Today one powerful use of data management is in the of human trafficking. Traffickers, through the use of mobiles, are able to organize, advertise, and streamline their illicit activities while expanding their criminal networks. As a consequence, more people are enslaved than at the height of the Atlantic trade, and partly due to an additive ability to communicate. However, mobile phones can also help counter human trafficking by making the business more risky and less profitable. Data extracted from cell phones and mobile networks amount to a trail of information and powerful evidence for tracking, identifying, and prosecuting traffickers. Mobile technology also helps create awareness among vulnerable communities and generating neighborhood awareness for criminal activity. Global Initiatives such as the Polaris Project have used data to map and identify existing anti-trafficking hotlines worldwide to enable better coordination for victims to receive protection across borders.
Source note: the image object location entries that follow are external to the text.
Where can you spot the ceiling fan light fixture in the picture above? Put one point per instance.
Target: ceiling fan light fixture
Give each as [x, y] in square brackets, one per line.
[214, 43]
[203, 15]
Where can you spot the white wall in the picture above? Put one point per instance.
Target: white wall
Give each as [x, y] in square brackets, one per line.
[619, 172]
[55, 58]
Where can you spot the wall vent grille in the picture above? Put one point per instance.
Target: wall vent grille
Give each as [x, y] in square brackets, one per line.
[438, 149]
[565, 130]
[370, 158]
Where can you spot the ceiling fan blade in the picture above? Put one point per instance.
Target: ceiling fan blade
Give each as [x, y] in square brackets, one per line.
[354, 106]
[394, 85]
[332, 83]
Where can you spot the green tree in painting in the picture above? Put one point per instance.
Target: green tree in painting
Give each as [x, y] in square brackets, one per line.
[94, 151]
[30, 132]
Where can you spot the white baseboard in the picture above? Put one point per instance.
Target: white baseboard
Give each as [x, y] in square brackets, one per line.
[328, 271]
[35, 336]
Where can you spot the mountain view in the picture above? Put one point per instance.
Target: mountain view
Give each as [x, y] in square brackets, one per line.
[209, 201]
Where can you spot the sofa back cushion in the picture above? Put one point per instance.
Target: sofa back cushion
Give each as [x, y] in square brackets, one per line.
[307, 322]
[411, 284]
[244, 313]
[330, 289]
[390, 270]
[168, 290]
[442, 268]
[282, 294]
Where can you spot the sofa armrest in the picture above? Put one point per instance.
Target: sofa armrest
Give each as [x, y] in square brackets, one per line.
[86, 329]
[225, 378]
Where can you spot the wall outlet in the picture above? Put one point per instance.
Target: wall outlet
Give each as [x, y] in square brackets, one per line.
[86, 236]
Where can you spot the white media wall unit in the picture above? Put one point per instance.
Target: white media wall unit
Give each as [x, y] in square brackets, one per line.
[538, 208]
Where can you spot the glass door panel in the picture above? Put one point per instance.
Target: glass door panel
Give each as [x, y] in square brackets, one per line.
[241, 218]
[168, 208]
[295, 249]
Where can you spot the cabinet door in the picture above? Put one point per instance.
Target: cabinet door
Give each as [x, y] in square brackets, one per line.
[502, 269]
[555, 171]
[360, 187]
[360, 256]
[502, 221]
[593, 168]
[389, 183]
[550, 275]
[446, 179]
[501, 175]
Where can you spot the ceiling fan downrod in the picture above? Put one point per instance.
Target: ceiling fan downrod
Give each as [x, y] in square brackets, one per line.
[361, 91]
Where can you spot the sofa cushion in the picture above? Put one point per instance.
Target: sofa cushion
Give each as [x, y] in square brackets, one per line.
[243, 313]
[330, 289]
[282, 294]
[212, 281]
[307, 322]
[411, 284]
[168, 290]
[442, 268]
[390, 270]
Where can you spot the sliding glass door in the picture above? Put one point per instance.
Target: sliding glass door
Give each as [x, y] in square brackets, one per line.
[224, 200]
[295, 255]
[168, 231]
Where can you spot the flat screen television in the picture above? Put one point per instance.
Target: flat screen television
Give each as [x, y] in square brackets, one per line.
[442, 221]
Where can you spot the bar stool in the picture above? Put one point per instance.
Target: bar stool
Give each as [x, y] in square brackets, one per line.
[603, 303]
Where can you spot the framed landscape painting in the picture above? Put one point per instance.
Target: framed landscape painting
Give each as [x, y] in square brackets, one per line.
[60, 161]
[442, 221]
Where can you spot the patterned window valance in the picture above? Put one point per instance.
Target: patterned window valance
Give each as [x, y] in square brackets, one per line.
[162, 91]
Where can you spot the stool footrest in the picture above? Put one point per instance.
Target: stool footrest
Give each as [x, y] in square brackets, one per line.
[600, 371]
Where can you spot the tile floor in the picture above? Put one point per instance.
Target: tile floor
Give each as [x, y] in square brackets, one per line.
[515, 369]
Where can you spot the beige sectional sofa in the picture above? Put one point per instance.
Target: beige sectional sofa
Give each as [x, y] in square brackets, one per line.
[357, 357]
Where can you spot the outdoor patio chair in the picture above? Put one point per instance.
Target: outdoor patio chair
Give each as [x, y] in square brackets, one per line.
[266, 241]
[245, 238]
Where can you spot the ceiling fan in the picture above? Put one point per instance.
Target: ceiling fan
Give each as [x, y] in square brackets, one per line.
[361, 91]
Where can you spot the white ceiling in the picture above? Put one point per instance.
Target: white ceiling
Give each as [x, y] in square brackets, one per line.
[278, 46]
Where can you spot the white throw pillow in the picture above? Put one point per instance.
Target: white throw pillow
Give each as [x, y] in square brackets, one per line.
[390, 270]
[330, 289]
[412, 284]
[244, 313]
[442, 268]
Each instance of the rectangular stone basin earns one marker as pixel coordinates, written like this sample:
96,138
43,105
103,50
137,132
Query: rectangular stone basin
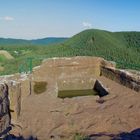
75,93
68,88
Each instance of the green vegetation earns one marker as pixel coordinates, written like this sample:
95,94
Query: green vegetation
2,58
121,47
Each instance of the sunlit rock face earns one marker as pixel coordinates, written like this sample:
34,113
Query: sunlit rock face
4,110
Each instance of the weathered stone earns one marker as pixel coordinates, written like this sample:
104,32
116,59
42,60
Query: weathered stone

Since 2007, this type of data-driven analysis combined with satellite mapped images and hotline support have helped connect over 8,000 human trafficking survivors to services and support, with the numbers continuing to grow alongside technological and data-driven advancements.


6) mHealth

In recent years, the growth of mobile health technologies, including health text messaging projects, remote monitoring, portable sensors, and mobile phone apps, have changed the way healthcare is delivered globally, with the potential to provide individuals with an unprecedented amount of access to health resources. Perhaps one of the biggest breakthroughs is the potential of mobiles to end life threatening disease. At present the international NGO,Malaria No More is tackling the spread of Malaria, both on the ground and internationally through mobile technology. Key malaria-fighting tools such as bednets, diagnostic tests, cheap treatment, and reliable drugs are "turbocharged" through SMS mobile phone campaigns. Celebrities such as Didier Drogba, a football player in Sub-Sahran Africa, dispatches text messages millions of subscribers communicating "its 9pm - are you and your family safely sleeping under your net?" to increase preventative actions against Malaria . Results from text campaigns like these have been phenomenal, increasing bednet use by 12%, translating into 500,000 people sleeping under nets which otherwise may be vulnerable to a deadly mosquito bite. Most recently, the Malaria No More announced its Power of One Campaign with the mobile payments company Venmo to allow individuals around the world to make charitable giving more accessible. This service has allowed anyone with a smartphone device to easily donate $1 to treat one individual with Malaria. Thanks to the technological advancements in funding and communication, Malaria, a disease affecting nearly 3.5 billion people, has the opportunity to be the first disease beaten entirely by mobile.